First things first: Yes, this is a game review — but I'm no gamer. I'm surrounded by them at work and at home, mind you, but I personally haven't played a video game since a brief Tetris obsession in junior high.
Which is why I surprised myself by wanting to take a crack at The Novelist, released in December by Orthogonal Games. Like a growing number of indie games, there's nary a gun, dagger or blood-thirsty creature in sight. Instead — much like Gone Home — the game focuses on one family's personal dilemmas; in this case, a protagonist trying to reconcile work pressures with the needs of his wife and son.
Our novelist is Dan Kaplan, and he's grappling with some serious writer's block. His book deadline is looming and the pressure from his editor is intense. But Dan's marriage is also struggling and his young son is having a rough time at school.
It's precisely this focus on real-life challenges — a narrative that struck me as pretty unconventional for the gaming world — that I found so appealing. I don't write books for a living, but I can certainly relate to the struggle to balance professional demands with family responsibilities and other commitments. With its very human drama, The Novelist is the first game to interest me enough to actually try playing.
A Ghost In The Family Machine
So, about that story. To get a handle on all their troubles, the Kaplans rent a beach house for the summer. Dan's wife Linda will work on her painting, son Tommy will get a break from school bullies and Dan will finish his book while nurturing both these relationships.
That's the theory, in any case. But you, the player, are a ghost, pulling the strings in this family drama. As in Gone Home, you wander the house, reading wayward letters and diary entries. You sneak up on the characters at work and play, plumbing their thoughts and memories.
The clues explain each person's wants and desires, and in each chapter (nine in total) you must choose Dan's course of action: Work on his book or play a game with Tommy? Attend a book signing or an important family gathering?
But while all three Kaplans want different things, you can choose to satisfy only one person at a time. And while you have the option of finding a compromise with a second character in each chapter, the fact is that one person — and often two — will always end up disappointed. The decisions you make, chapter by chapter, alter the course of the entire family's future.
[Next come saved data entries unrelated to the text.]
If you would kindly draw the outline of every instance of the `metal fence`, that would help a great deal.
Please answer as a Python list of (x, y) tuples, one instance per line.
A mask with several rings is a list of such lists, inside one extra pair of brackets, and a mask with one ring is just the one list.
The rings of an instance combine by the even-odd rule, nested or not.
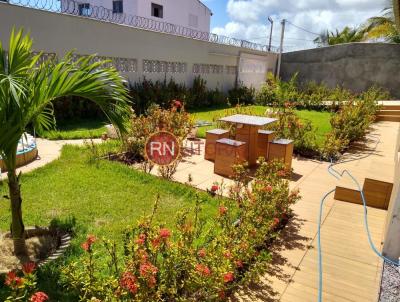
[[(83, 18), (96, 19), (115, 24), (124, 24), (134, 28), (151, 30), (175, 36), (182, 36), (195, 40), (268, 52), (268, 46), (266, 45), (230, 38), (209, 32), (198, 31), (181, 25), (158, 21), (150, 18), (129, 15), (125, 13), (114, 13), (112, 9), (107, 9), (102, 6), (90, 5), (90, 7), (82, 7), (82, 3), (76, 2), (74, 0), (9, 0), (8, 3), (12, 5), (51, 11), (60, 14), (68, 14)], [(277, 49), (273, 49), (272, 51), (277, 52)]]

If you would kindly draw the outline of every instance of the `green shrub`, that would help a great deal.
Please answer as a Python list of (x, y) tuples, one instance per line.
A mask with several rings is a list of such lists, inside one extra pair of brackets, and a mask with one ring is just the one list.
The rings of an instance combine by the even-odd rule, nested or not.
[(255, 103), (256, 90), (253, 87), (247, 87), (238, 84), (228, 91), (229, 103), (231, 105), (248, 105)]
[(270, 114), (278, 121), (273, 124), (277, 138), (292, 139), (294, 151), (303, 156), (318, 154), (315, 129), (308, 120), (301, 120), (294, 110), (294, 105), (287, 102), (283, 107)]
[[(67, 289), (80, 301), (224, 301), (238, 285), (265, 273), (276, 236), (299, 200), (290, 192), (284, 164), (261, 162), (248, 187), (248, 172), (235, 167), (235, 199), (217, 195), (219, 207), (208, 222), (197, 200), (175, 219), (175, 230), (155, 224), (153, 214), (124, 234), (124, 256), (109, 240), (89, 235), (84, 256), (63, 269)], [(240, 190), (239, 190), (240, 189)], [(96, 259), (103, 248), (108, 265)]]
[(387, 97), (385, 91), (372, 87), (359, 98), (342, 102), (339, 111), (332, 114), (332, 130), (321, 150), (323, 157), (337, 158), (352, 142), (362, 139), (375, 121), (379, 110), (377, 101)]
[[(141, 163), (145, 172), (150, 172), (153, 168), (153, 164), (146, 160), (144, 154), (145, 144), (150, 135), (158, 131), (168, 131), (183, 143), (193, 128), (193, 119), (185, 112), (183, 105), (179, 101), (171, 105), (170, 109), (153, 105), (146, 115), (133, 115), (131, 118), (130, 131), (124, 137), (126, 157), (129, 161)], [(159, 174), (164, 178), (171, 178), (180, 160), (181, 158), (178, 158), (170, 168), (159, 167)]]

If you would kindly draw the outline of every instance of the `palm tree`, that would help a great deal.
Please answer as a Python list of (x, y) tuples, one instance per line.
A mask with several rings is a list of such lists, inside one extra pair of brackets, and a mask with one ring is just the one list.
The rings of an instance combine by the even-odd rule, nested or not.
[(393, 0), (393, 12), (397, 30), (400, 31), (400, 0)]
[(123, 78), (105, 62), (93, 56), (72, 60), (69, 54), (59, 63), (39, 63), (32, 54), (32, 40), (22, 30), (11, 33), (8, 53), (0, 43), (0, 156), (8, 174), (11, 203), (11, 234), (14, 252), (25, 253), (20, 175), (16, 174), (18, 141), (27, 127), (48, 129), (53, 125), (52, 102), (65, 96), (78, 96), (95, 102), (123, 133), (130, 113)]
[(367, 39), (384, 39), (385, 42), (400, 43), (400, 29), (396, 24), (396, 21), (400, 22), (398, 1), (393, 0), (393, 6), (385, 8), (381, 16), (368, 19), (365, 26)]
[(334, 32), (323, 32), (314, 40), (318, 46), (328, 46), (343, 43), (361, 42), (364, 39), (365, 31), (362, 28), (350, 28), (346, 26), (342, 31), (336, 29)]

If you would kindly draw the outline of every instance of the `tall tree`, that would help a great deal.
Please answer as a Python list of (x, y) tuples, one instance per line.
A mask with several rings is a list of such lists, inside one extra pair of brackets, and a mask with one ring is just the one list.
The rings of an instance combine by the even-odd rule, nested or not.
[[(399, 3), (393, 0), (393, 5), (382, 11), (381, 16), (369, 18), (365, 26), (367, 39), (383, 39), (389, 43), (400, 43), (400, 29), (396, 25), (396, 13)], [(399, 16), (397, 16), (399, 17)]]
[(8, 174), (11, 203), (11, 234), (16, 254), (25, 253), (20, 175), (16, 173), (18, 141), (29, 125), (48, 129), (53, 125), (52, 102), (78, 96), (95, 102), (121, 131), (129, 116), (128, 93), (123, 78), (93, 56), (74, 62), (71, 55), (59, 63), (39, 63), (32, 40), (22, 30), (10, 37), (8, 52), (0, 42), (0, 156)]
[(362, 28), (350, 28), (346, 26), (342, 31), (323, 32), (314, 40), (318, 46), (329, 46), (343, 43), (354, 43), (363, 41), (365, 31)]

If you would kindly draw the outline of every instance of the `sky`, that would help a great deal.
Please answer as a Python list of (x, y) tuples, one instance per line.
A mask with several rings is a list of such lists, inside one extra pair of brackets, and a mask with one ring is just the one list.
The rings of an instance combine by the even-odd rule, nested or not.
[[(315, 47), (316, 34), (355, 27), (377, 16), (388, 0), (202, 0), (213, 12), (211, 31), (268, 43), (268, 16), (274, 20), (272, 44), (279, 45), (281, 20), (287, 19), (285, 50)], [(294, 25), (308, 30), (306, 32)], [(310, 33), (311, 32), (311, 33)], [(314, 33), (314, 34), (313, 34)]]

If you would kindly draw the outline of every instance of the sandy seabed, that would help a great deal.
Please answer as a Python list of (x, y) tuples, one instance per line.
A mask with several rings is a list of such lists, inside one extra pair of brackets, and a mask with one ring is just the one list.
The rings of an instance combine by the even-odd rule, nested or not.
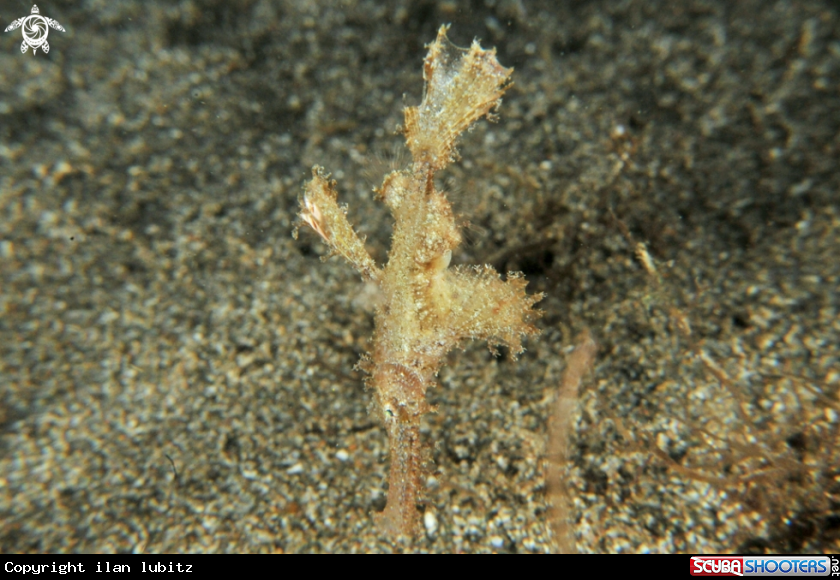
[[(579, 550), (840, 551), (837, 4), (557, 4), (56, 0), (48, 54), (0, 35), (0, 551), (550, 551), (583, 329)], [(441, 177), (453, 263), (546, 298), (519, 360), (449, 356), (392, 545), (376, 298), (291, 231), (323, 165), (387, 259), (442, 23), (515, 68)]]

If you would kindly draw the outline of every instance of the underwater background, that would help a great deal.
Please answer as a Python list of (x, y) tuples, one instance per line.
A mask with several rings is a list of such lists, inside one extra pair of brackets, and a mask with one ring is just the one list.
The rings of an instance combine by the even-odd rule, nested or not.
[[(4, 2), (0, 29), (30, 13)], [(0, 551), (546, 552), (577, 337), (585, 552), (840, 551), (836, 2), (39, 4), (0, 34)], [(425, 44), (514, 67), (441, 178), (453, 264), (542, 333), (451, 354), (424, 528), (392, 545), (355, 365), (376, 296), (291, 236), (314, 164), (379, 262)]]

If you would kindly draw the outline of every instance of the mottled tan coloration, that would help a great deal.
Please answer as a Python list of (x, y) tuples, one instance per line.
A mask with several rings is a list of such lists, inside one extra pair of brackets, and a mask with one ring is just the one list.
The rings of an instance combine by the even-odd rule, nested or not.
[(546, 500), (548, 523), (554, 536), (554, 552), (575, 554), (574, 501), (568, 485), (568, 469), (572, 465), (572, 435), (578, 406), (578, 392), (584, 375), (595, 362), (598, 345), (589, 330), (578, 337), (577, 346), (566, 361), (563, 380), (552, 404), (548, 420), (546, 446)]
[(499, 64), (495, 50), (483, 50), (477, 41), (451, 62), (446, 42), (446, 27), (441, 27), (423, 68), (423, 102), (405, 109), (411, 156), (415, 163), (430, 163), (435, 170), (449, 165), (458, 136), (498, 106), (513, 72)]
[(387, 175), (377, 192), (395, 218), (388, 264), (381, 270), (374, 264), (320, 168), (301, 197), (303, 222), (384, 296), (365, 370), (390, 442), (388, 502), (380, 522), (391, 537), (410, 535), (417, 524), (420, 419), (429, 411), (426, 390), (444, 355), (467, 339), (480, 339), (491, 347), (507, 345), (515, 356), (522, 335), (537, 332), (531, 322), (539, 316), (532, 306), (541, 296), (525, 294), (521, 275), (503, 281), (490, 266), (449, 269), (461, 234), (434, 176), (453, 160), (457, 137), (498, 106), (512, 72), (477, 42), (460, 58), (450, 48), (441, 27), (425, 60), (423, 101), (405, 110), (413, 163)]

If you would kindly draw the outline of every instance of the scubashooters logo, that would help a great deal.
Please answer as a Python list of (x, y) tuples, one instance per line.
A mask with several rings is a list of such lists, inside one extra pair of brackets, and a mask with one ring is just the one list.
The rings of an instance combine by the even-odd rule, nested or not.
[(41, 11), (38, 10), (37, 5), (32, 6), (32, 13), (29, 16), (13, 20), (4, 32), (10, 32), (18, 28), (23, 30), (23, 43), (20, 45), (20, 51), (26, 52), (31, 47), (33, 55), (38, 52), (39, 48), (44, 51), (44, 54), (50, 51), (50, 43), (47, 42), (50, 28), (65, 32), (64, 27), (58, 23), (58, 20), (41, 16)]
[(693, 556), (692, 576), (837, 576), (828, 556)]

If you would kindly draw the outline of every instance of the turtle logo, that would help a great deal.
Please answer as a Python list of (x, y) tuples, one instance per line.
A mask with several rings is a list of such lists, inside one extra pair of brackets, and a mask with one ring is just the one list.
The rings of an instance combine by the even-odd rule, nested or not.
[(6, 27), (5, 32), (15, 30), (23, 25), (23, 44), (20, 45), (20, 51), (26, 52), (26, 49), (32, 47), (32, 54), (38, 52), (38, 49), (47, 54), (50, 51), (50, 45), (47, 42), (47, 34), (50, 28), (55, 28), (61, 32), (65, 32), (64, 27), (58, 23), (58, 20), (41, 16), (38, 6), (32, 5), (32, 14), (18, 18)]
As for some mechanics, The Novelist is highly accessible for a newbie. The game universe is small — just a series of rooms in a single house. It's visually appealing; the graphics are colorful and simple. Gameplay is based primarily on reading letters and diary entries on the screen, so there are no complex menus to keep track of.
The game has two modes. "Stealth" adds a layer of difficulty to gameplay, because the characters can see you, requiring you to stay out of view. "Story" mode makes you invisible, allowing you to roam the house freely without fear of being seen. As a first-time player, I was pathetic at sneaking around and ended up being spotted repeatedly. Finally, I did myself a favor and played in story mode — even though it felt like cheating. If you're a newbie with keyboard/mouse navigation, I suggest you do the same.
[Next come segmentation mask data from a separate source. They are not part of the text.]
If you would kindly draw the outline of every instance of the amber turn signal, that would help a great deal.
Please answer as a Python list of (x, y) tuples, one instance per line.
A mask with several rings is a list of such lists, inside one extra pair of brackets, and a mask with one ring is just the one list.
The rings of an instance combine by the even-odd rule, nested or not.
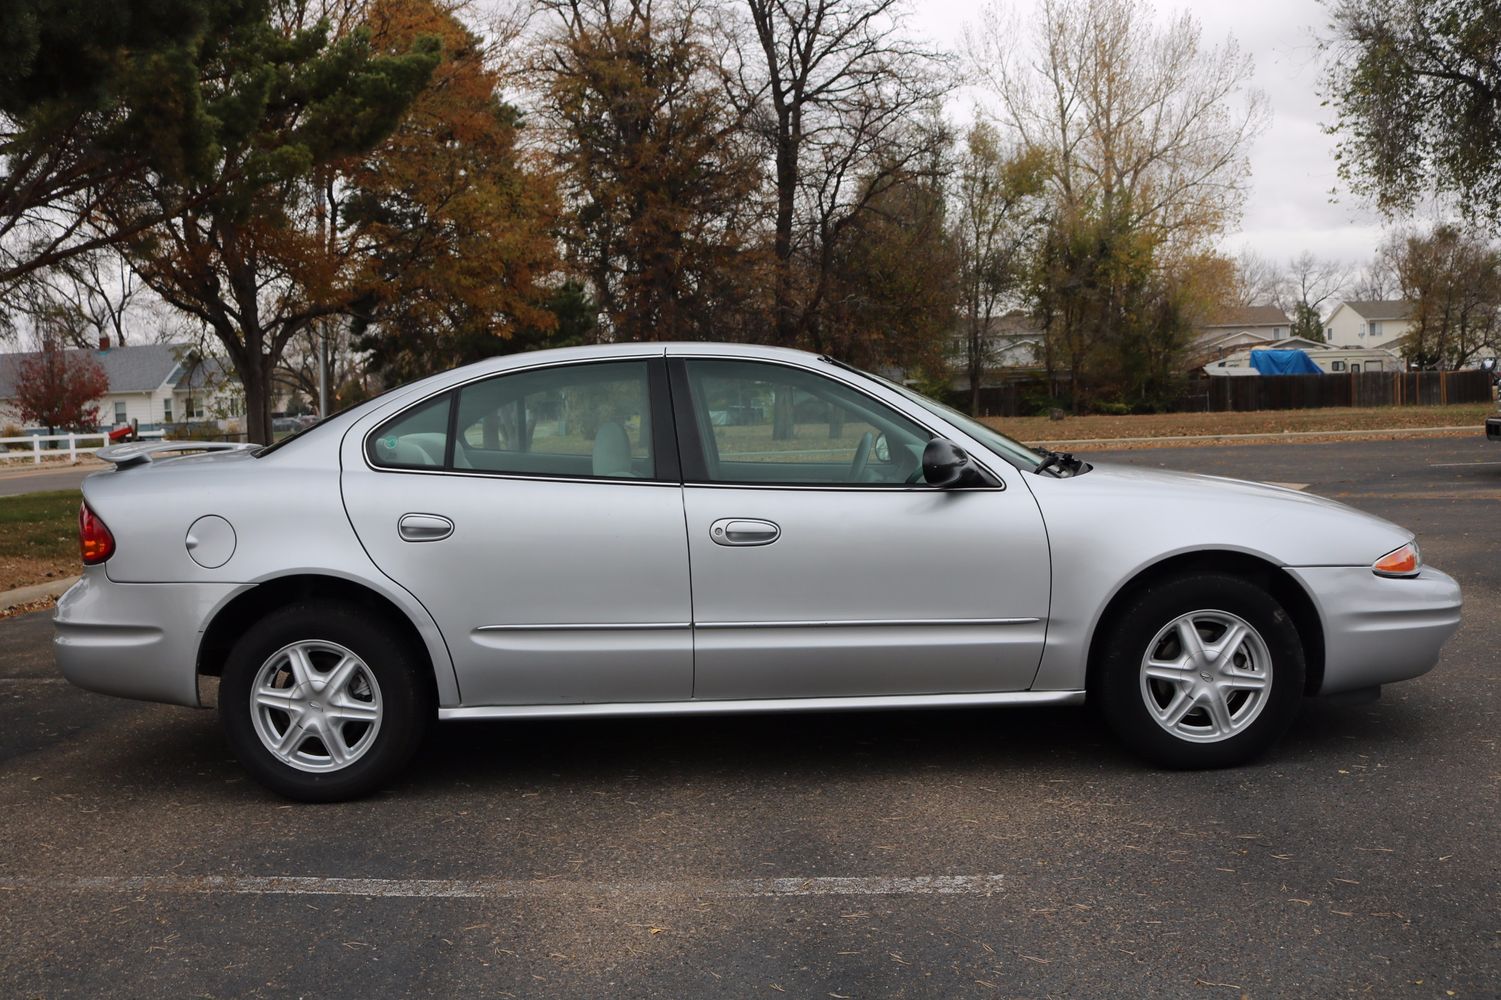
[(1423, 558), (1418, 554), (1417, 545), (1408, 542), (1377, 559), (1371, 565), (1371, 571), (1377, 576), (1417, 576), (1422, 565)]

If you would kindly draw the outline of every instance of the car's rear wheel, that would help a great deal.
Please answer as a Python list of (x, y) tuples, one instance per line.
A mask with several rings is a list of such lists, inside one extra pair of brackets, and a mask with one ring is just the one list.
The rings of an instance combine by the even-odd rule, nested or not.
[(365, 795), (411, 758), (432, 698), (409, 643), (358, 608), (306, 603), (248, 629), (219, 685), (230, 747), (263, 785), (303, 802)]
[(1166, 767), (1265, 753), (1303, 696), (1303, 646), (1287, 611), (1249, 580), (1200, 573), (1150, 584), (1103, 635), (1097, 690), (1111, 728)]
Like a Choose Your Own Adventure book, the game offers plenty of options for replayability. You can proceed selfishly in favor of one character or opt to play very methodically, attempting to dole out happiness and compromises equally among all three characters. That approach, however, starts to feel a bit soulless; if I play The Novelist again I'll just go with my gut (which will probably mean giving poor little Tommy whatever he wants, all the time. Play time! Rockets! Camp! Sleepovers!)
A Game For Angst Fans
I give The Novelist big points for tackling such an intimate and human-scale story. I respect game developer Kent Hudson's commitment to creating something different (he used to work on AAA games like BioShock 2 and Deus Ex: Invisible War), with a narrative that appeals even to non-gamers like me.
That said, this particular family's real-life problems just aren't a whole lot of fun. The Kaplans (at this point in their lives, at least) are pretty unhappy people, and the game's structure means there's actually very little you can do to help them. There's little joy and lots of angst.
At nine chapters, I also found the game a bit overlong. Advancing to the next chapter requires completing the same steps again and again, which felt tedious by game's end. A player more in tune with the Kaplan family's dilemma, however, may find the game length just right (it took me five hours to play; someone less inept could probably finish in three or four).
To be clear, I did care about the characters. Chapter by chapter, I agonized over each decision, trying to keep everyone in the house as happy as possible. I felt a sense of satisfaction when I helped Linda or Dan achieve a goal, or made Tommy happy with some play time. But those victories are short-lived, since they always require sending someone else into a dark pool of disappointment — sometimes rather improbably.
There are lots of people who feel great fervor for The Novelist. It's a finalist for "outstanding achievement in story" at the upcoming DICE awards and has garnered a bevy of great reviews — all of which makes me confident that others will experience this game very differently than I did.
So, if you enjoy weighty books and films about angst-ridden characters (and many folks do; hello, Blue Jasmine!) and are intrigued by story-driven indie games, I encourage you to give The Novelist a try. I love that it motivated me to try my hand at a video game, and I hope it inspires other newbies to do the same.